Ainda não deixei de pasmar-me com o que vi. Era sábado, por volta de onze horas, íamos de automóvel pela praia de Copacabana, rodando devagar. Além do controlador mercantil, dono do carro, estava comigo o professor-assistente de técnica de orçamento.
A manhã era perfeita entre as mais perfeitas que o Senhor reservou para Copacabana. Manhã dessas em que me vem sempre a vontade de ser abastado sitiante em Ribeirão Preto ou Alegrete, e de estar no Rio para umas férias em um dos hotéis envidraçados da Avenida Atlântica. Manhã amorável que nos suaviza o ridículo de morar em uma cidade sem transporte, sem árvores e sem espaço. A viração marinha corrigia o ardor do sol.
E por ser tão bonita a manhã, arrepiamos o caminho de casa, na altura do posto 6, fazendo a volta. O professor de técnica de orçamento nos contava uma história sobre um canário chapinha que tinha caído no alçapão, quando ele era menino.
― Até hoje sou doido por um canário chapinha.
Ele acabara de falar isso quando uma freada brusca nos sacudiu com turbulência dentro do automóvel.
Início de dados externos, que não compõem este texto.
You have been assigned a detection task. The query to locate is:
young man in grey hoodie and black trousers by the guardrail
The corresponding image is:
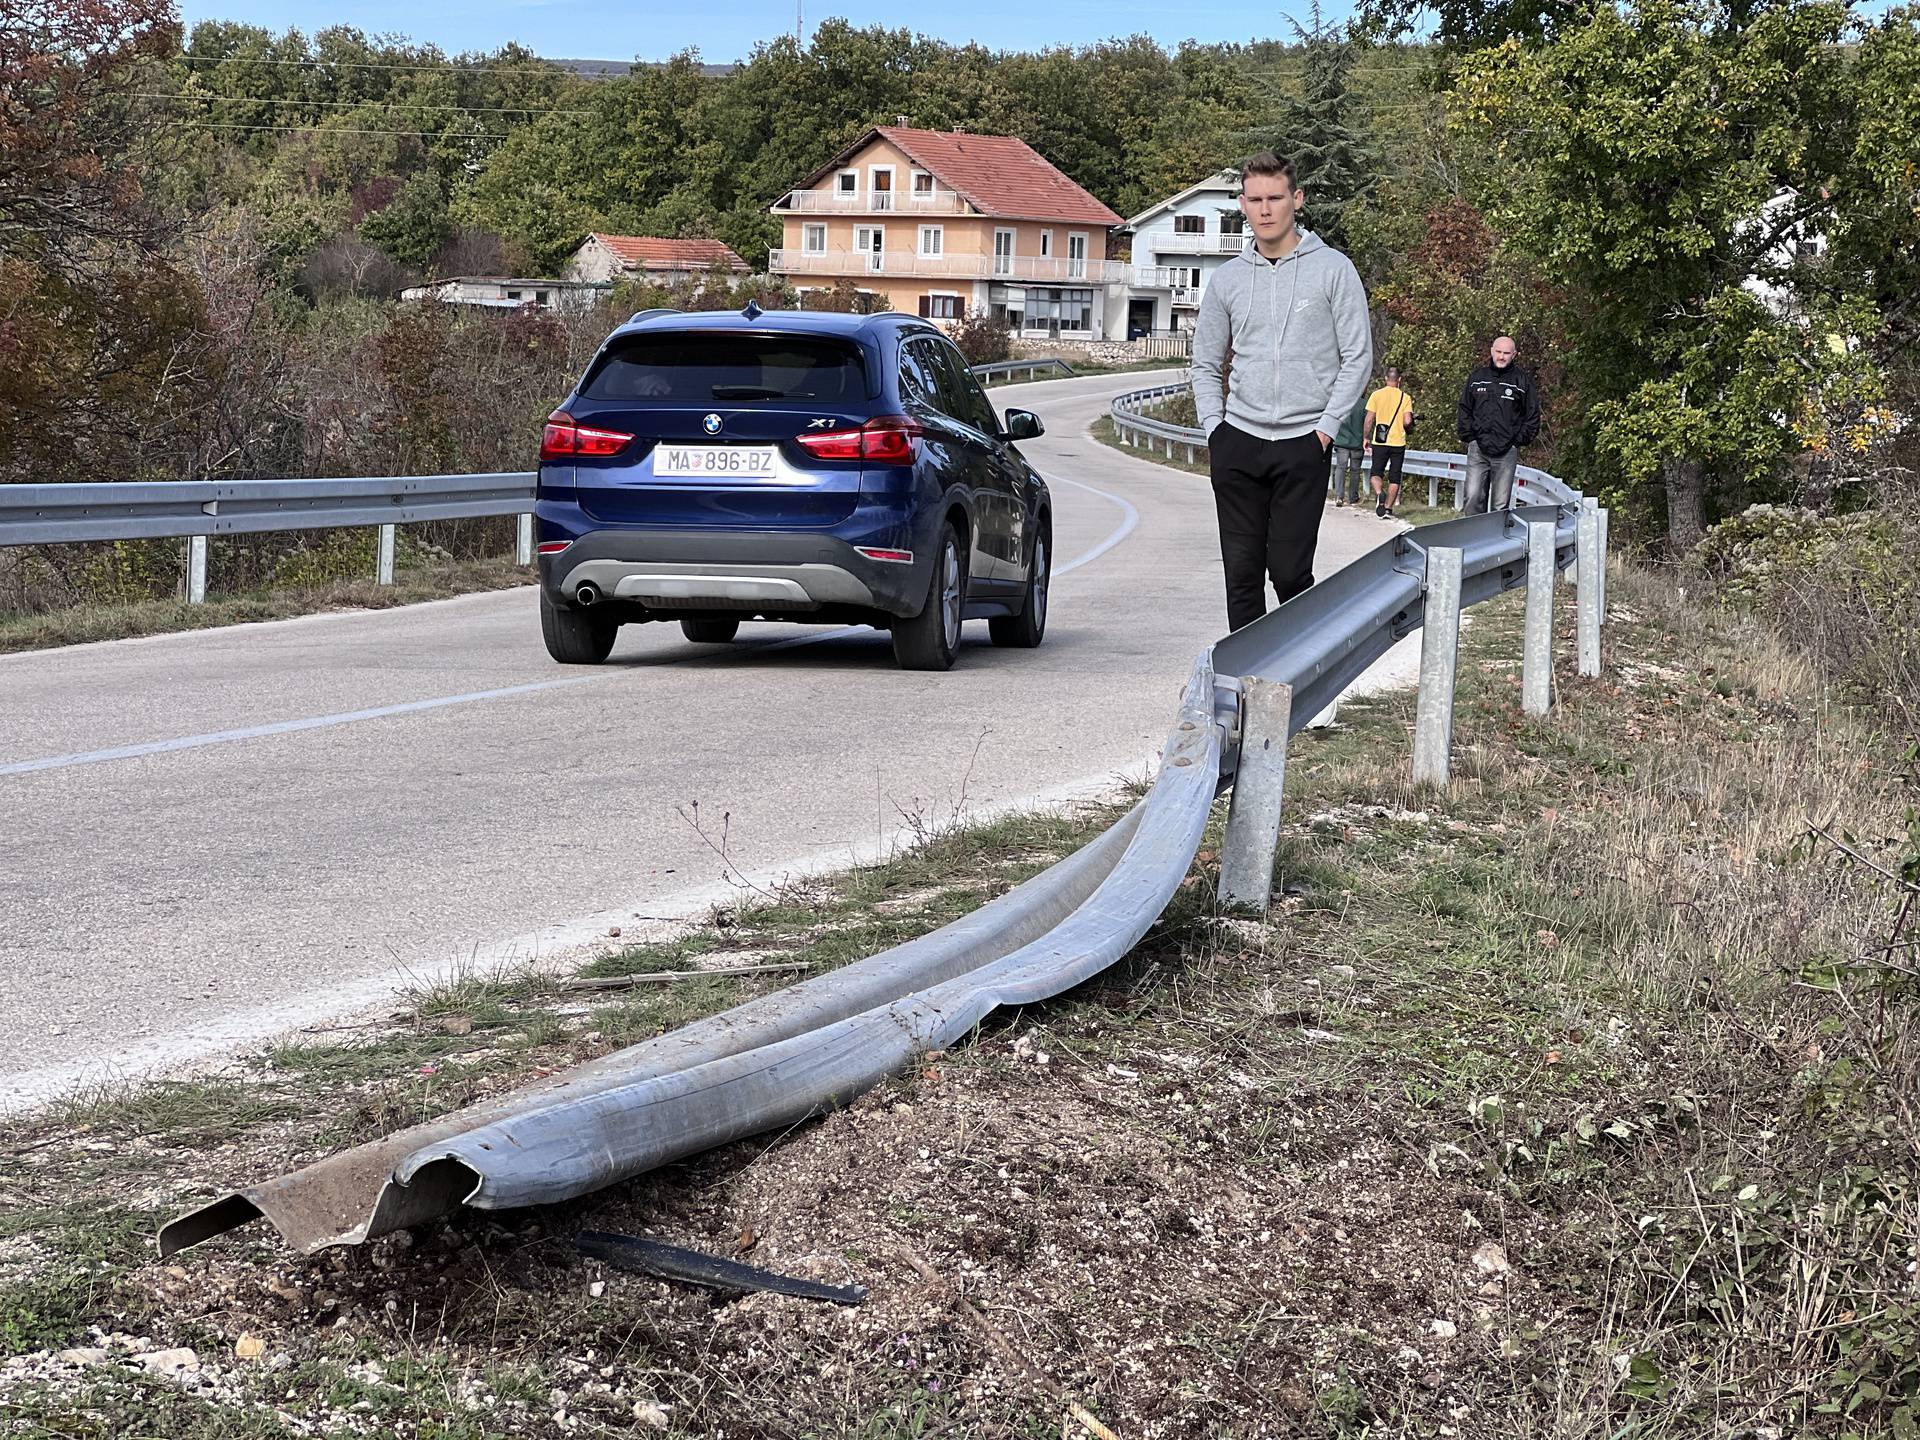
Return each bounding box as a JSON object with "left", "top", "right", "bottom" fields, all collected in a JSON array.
[{"left": 1192, "top": 150, "right": 1373, "bottom": 630}]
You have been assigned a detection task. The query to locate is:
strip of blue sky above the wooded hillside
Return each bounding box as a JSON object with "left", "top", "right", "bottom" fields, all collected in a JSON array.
[{"left": 168, "top": 0, "right": 1352, "bottom": 63}]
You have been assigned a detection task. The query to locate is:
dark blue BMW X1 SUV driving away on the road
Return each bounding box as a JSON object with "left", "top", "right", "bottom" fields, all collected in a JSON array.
[{"left": 534, "top": 305, "right": 1052, "bottom": 670}]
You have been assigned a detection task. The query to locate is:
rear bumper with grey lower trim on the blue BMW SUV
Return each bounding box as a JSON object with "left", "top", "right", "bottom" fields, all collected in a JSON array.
[{"left": 540, "top": 530, "right": 929, "bottom": 616}]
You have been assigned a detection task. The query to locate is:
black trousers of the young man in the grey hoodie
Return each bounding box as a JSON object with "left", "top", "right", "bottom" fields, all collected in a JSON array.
[{"left": 1208, "top": 422, "right": 1331, "bottom": 630}]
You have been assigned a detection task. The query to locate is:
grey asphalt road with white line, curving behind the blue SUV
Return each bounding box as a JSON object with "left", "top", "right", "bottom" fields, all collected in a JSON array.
[{"left": 0, "top": 374, "right": 1413, "bottom": 1110}]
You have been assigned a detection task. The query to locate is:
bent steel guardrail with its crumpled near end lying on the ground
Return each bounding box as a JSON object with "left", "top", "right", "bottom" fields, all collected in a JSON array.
[{"left": 159, "top": 462, "right": 1605, "bottom": 1254}]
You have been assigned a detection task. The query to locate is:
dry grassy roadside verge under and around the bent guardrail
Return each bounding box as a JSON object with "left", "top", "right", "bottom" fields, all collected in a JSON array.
[{"left": 0, "top": 570, "right": 1920, "bottom": 1440}]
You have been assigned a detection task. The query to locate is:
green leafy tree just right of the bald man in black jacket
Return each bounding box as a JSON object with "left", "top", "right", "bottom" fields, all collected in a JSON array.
[{"left": 1455, "top": 0, "right": 1873, "bottom": 553}]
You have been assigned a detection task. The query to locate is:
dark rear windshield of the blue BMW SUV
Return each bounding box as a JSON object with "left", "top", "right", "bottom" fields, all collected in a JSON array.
[{"left": 586, "top": 330, "right": 868, "bottom": 405}]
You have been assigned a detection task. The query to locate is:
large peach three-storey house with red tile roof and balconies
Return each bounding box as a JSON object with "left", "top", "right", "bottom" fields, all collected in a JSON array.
[{"left": 768, "top": 125, "right": 1129, "bottom": 340}]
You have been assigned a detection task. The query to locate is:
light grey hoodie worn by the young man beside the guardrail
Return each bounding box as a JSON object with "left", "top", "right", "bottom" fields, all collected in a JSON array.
[{"left": 1192, "top": 230, "right": 1373, "bottom": 440}]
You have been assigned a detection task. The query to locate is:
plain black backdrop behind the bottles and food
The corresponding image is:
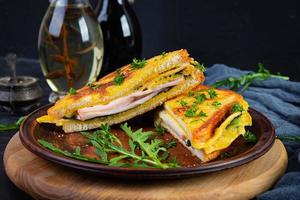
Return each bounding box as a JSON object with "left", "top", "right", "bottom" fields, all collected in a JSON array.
[{"left": 0, "top": 0, "right": 300, "bottom": 81}]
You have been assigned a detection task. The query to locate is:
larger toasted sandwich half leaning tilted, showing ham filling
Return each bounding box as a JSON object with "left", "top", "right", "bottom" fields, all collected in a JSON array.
[{"left": 37, "top": 49, "right": 204, "bottom": 132}]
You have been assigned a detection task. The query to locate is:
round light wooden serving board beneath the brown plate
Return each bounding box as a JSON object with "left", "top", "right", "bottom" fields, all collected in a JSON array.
[{"left": 4, "top": 134, "right": 287, "bottom": 200}]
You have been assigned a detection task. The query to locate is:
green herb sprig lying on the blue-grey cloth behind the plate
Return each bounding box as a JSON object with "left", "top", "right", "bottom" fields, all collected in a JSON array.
[{"left": 213, "top": 63, "right": 289, "bottom": 91}]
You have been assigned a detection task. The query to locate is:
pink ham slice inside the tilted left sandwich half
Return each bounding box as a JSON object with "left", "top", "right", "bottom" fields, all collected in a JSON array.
[{"left": 77, "top": 78, "right": 183, "bottom": 121}]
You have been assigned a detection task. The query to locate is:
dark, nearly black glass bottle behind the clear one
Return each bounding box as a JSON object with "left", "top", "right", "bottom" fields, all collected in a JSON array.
[{"left": 95, "top": 0, "right": 142, "bottom": 75}]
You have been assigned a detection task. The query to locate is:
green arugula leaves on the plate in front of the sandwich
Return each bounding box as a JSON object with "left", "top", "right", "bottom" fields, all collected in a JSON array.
[{"left": 38, "top": 123, "right": 179, "bottom": 169}]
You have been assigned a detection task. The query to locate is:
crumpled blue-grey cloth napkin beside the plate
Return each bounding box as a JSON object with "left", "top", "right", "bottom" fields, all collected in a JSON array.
[{"left": 205, "top": 64, "right": 300, "bottom": 200}]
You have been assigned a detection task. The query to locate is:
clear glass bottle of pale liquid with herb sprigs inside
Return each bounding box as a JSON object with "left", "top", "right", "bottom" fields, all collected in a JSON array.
[{"left": 38, "top": 0, "right": 103, "bottom": 102}]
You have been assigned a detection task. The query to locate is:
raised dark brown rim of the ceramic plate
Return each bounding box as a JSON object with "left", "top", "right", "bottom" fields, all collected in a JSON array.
[{"left": 19, "top": 104, "right": 275, "bottom": 179}]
Olhei meu amigo ao volante para saber o que se passava, e surpreendi em seu rosto, que eu tanto conheço há longos anos, uma máscara nova. E como não me sinto capaz de descrever a expressão de sua face, passo logo adiante. Ele disse:
― Estou vendo.
Assim, “estou vendo”, sem complemento e sem reticências, como um cego que recuperasse a vista de repente. Olhamos para onde os seus olhos fugiam, e também vimos. Vimos a aparição candente caminhando em direção contrária à nossa. Três pares de olhos ficaram vendo.
Devia ter dezesseis para dezessete anos. Alta, loura, olhos claros, bela, terrivelmente bela.
Seu maiô de duas peças era cor de laranja. A pele de um dourado irrepreensível talvez indicasse a mistura de uma raça nórdica com outra morena. Os sapatos altos a faziam mais alta e, contraditoriamente, íntima e hierática. As formas, estas eram coisa de Deus. E como não é mais possível existir hoje em dia uma criatura tão definitivamente bela sem que os meios modernos de publicidade espalhem pelos quatro cantos do mundo a sua imagem, era de supor-se que, menina-e-moça quando se deitara na noite anterior, havia desabrochado mulher, e não se apercebera de que inaugurava um mundo novo quando saíra para a praia naquela manhã. Pois a displicência com que conduzia o seu corpo musical era absurda e a tornava mais forte, mais espetacular, mais devastadora.
Nós víamos, nós não éramos cegos. E aquele que conduzia o carro fez com ele uma curva ousada e começou a seguir a estrela da manhã. E a estrela caminhava ao lado de uma senhora de certa idade, possivelmente sua avó, e de um menino, possivelmente seu irmão. Mas aí notamos que as rainhas andam à frente de um séquito, e não apenas nós a acompanhávamos, humildes e deslumbrados, mas outros automóveis deslizavam em seu encalço, tudo dentro de um respeito que se parecia ao medo, tudo em silêncio, não fossem os alaúdes dos carros que forçavam a passagem para conseguir um lugar mais favorável junto ao fenômeno. E aqueles que não dispunham de viaturas, marchavam a pé, à frente, à retaguarda, ao lado, guardando uma certa distância, na calçada, na praia ou na rua.
O cortejo foi aumentando de maneira fabulosamente rápida. Sim, o acontecimento era de fábula. Ela caminhava entre a velha e a criança, olhava para os lados e para trás com temor, embora todos nós a pressentíssemos intangível. Janelas de apartamentos se abriam, faces consumidas pelo cotidiano se iluminavam de súbito com a visão.
No posto 6, a situação ficara insustentável. Já éramos legião. A velha, assustada, passou a puxar a estrela pelo braço. Dirigiram-se ao Clube dos Marimbás, onde, depois de conversar com um homem, refugiaram-se. Mas quando ela apareceu lá em cima, na sacada, e foi contemplar os longes do mar, alguém do cortejo começou a bater palmas. E todos o imitaram, e os automóveis buzinaram alegremente, e o mar bramia, e a viração despenteava as amendoeiras, e Copacabana, tão habituada a ver as mulheres mais bonitas da Terra, registrou mais esse milagre de beleza surpreendente.